Stochastic search methods are often used when the search space is too large to
exhaustively search all possible solutions, or when the objective function is highly
nonlinear and has many local optima. The basic idea behind these methods is to
explore the search space by randomly sampling solutions and using probabilistic
techniques to move towards better solutions.
One common stochastic search method is called the stochastic gradient descent (SGD)

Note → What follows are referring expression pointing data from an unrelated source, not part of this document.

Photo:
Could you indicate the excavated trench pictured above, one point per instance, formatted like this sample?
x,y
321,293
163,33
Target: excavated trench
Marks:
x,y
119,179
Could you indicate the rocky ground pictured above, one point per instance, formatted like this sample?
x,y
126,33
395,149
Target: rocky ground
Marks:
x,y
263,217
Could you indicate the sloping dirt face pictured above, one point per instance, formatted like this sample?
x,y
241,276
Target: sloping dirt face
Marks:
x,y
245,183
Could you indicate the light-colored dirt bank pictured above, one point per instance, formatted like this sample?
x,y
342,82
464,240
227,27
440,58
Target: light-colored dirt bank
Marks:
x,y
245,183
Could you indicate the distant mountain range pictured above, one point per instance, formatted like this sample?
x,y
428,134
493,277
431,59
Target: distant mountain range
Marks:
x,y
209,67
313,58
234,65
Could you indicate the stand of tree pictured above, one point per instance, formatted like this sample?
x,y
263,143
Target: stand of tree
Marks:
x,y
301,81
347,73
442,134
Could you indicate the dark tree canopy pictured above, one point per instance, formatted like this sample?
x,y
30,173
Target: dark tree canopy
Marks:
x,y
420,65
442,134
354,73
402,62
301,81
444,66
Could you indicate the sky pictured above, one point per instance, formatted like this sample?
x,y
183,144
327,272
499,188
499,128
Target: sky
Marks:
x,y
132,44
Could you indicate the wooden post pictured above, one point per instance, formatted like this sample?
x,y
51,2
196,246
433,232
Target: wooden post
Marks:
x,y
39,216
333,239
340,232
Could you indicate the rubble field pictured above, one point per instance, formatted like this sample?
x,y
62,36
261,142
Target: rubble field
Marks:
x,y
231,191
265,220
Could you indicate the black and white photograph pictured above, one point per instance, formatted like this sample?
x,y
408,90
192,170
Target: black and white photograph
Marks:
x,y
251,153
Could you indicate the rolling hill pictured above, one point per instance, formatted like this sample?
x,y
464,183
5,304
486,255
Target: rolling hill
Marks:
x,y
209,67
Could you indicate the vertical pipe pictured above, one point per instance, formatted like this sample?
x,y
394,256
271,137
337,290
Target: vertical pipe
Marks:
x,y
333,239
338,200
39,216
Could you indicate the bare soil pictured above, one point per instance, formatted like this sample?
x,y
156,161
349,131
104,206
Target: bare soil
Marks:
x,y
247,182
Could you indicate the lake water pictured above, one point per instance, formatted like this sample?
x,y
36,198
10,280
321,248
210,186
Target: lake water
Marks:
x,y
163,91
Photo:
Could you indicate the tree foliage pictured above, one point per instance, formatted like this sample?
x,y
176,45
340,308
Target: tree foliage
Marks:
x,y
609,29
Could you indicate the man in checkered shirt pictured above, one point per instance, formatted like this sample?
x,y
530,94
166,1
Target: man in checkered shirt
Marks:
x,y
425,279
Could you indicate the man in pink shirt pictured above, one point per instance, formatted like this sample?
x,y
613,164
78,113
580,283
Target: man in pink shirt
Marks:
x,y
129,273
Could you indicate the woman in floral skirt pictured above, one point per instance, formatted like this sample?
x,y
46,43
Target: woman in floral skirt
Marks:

algorithm. In this method, the objective function is optimized by iteratively updating
the parameters in the directionof the negative gradient of the objective function. The
update rule includes a learning rate, which controls the step size and the direction of
the update. SGD is widely used in training neural networks and other deep learning
models.
Another stochastic search method is called simulated annealing. This method is based
on the physical process of annealing, which involves heating and cooling a material to
improve its properties. In simulated annealing, the search process starts with a high
temperature and gradually cools down over time. At each iteration, the algorithm
randomly selects a new solution and computes its fitness. If the new solution is better
than the current solution, it is accepted. However, if the new solution is worse, it may
still be accepted with a certain probability that decreases as the temperature decreases.
Other stochastic search methods include evolutionary algorithms, such as genetic
algorithms and particle swarm optimization, which mimic the process of natural
selection and evolution to search for the optimal solution.
Overall, stochastic search methods are powerful optimization techniques that are
widely used in machine learning and other fields. These methods allow us to
efficiently search large search spaces and find optimal solutions in the presence of
noise, uncertainty, and nonlinearity.